Competitiveness. Business Insider is an internally competitive place to work. The editors compete with each other on who can get the best stories and most pageviews. You hear them talking smack to each other in the newsroom about who is “winning” or who is “behind.”

But this competitiveness doesn’t diminish their team spirit. The place is a start-up and it feels like one. They consider themselves underdogs battling vastly bigger media companies. They want to be better at what they do than everyone else.

User-Focused. There’s a schizophrenia that runs through much of the media. Writers and editors often went into writing or editing with an eye on improving the world. They want to educate, inform, expose corruption. At the same time, they know they need to appeal to commercial and reader interests that they often hold in some degree of contempt.

The animating forces at Business Insider are very different. They want to deliver what the reader wants. Their entire goal is producing the most “user-friendly” media company they can. They’re constantly experimenting with what level of reporting, aggregation, commentary, and summarizing will best satisfy and attract readers.

Should a story about influential people at Google be titled: “Google’s Secret Leaders?” Or maybe “The Real Power Insider of Google?” Or “Top Ten Googlers You’ve Never Heard Of?” I think Carlson tried all three headlines in the five minutes or so I was sitting next to him.

This focus on readers is also why Blodget, Weisenthal, and Carlson are greatly offended by the accusation that their headlines are sometimes misleading. They don’t want to disappoint readers by having stories that don’t match the headlines. On the other hand, they really do believe that a powerful and clever headline is valuable to readers.

And they are right — it’s a lot more fun to read “Dow Smashed!” than “Stocks Decline For Third Day.”

Rewarding Talent. Did you know that Business Insider’s managing editor is just 27 years old? How about this freaky political reporting genius Zeke Miller — that guy can’t be even 25 years old yet!

Business Insider gives young people who don’t have much in the way of traditional journalism credentials a lot of room to grow as writers and reporters, develop their own voices, and rise through the organization. The people who have been there the longest take very seriously the job of fostering new talent.

I’ll add that the dependency on talent is one of BI’s weaknesses as a business. If I were a potential acquirer or an investor, I’d be nervous about how much of the value of the company is based on people who are not under long-term contracts.
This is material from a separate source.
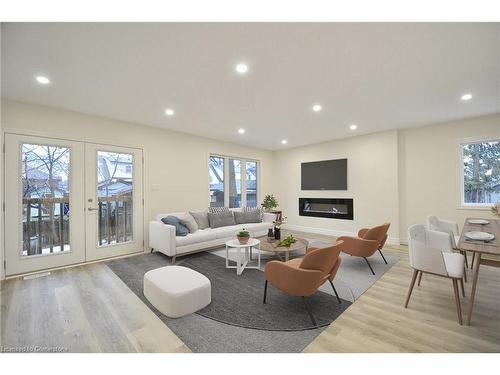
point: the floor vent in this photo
(36, 275)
A few high-level defections could damage the entire enterprise.

[Full disclosure: Henry Blodget hired me to work at Clusterstock in the fall of 2008. Back then there was no Business Insider. Henry’s best-known publication was Silicon Alley Insider, which had already figured out it had to pivot from being a site focused on New York tech start ups to one with a broader tech focus.
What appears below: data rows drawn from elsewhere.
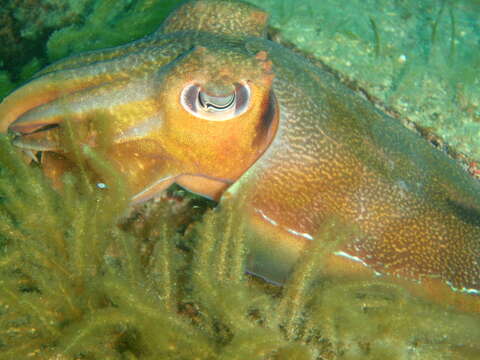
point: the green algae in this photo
(419, 58)
(55, 29)
(82, 277)
(110, 23)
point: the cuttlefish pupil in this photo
(216, 107)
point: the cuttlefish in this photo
(209, 103)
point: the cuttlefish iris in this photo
(208, 102)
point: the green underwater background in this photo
(83, 276)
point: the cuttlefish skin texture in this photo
(298, 146)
I told Blodget that I would only come work for him if he hired Joe Weisenthal as well. When Joe and I first got to the offices, they were eerily quiet. Joe and I decided we would intentionally start shouting in the office through the day just to make it more acoustically exciting. I’m not sure if it was the shouting, but we pretty quickly sent the site’s traffic on a rocket trajectory that has never stopped. I’m told by sources at BI that Joe still shouts.
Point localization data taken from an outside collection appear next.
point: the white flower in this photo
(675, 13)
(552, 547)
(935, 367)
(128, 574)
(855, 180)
Clusterstock was rolled up with Silicon Alley Insider into an over-arching brand called Business Insider. Joe was promoted from deputy editor of Clusterstock, to managing editor of a new site called Money Game, to deputy editor of Business Insider. I was fired in the spring of 2010 — although I’ve never been entirely sure why. When I first told the newsroom I was fired, people thought I must have been joking.

Getting fired was personally devastating — for about 16 hours. I do not remember the trip back to Brooklyn from the office that day because I was in a daze. It didn’t seem real. The next day my phone started ringing from people who had heard that I’d been let go and wanted to talk to me. CNBC hired me, gave me my own website, and let me go on television — even with a beard!

I regard Nicholas Carlson as a close friend. Joe Weisenthal says that I’m his best friend in New York City, although we do not get to see each other as much as I’d like.]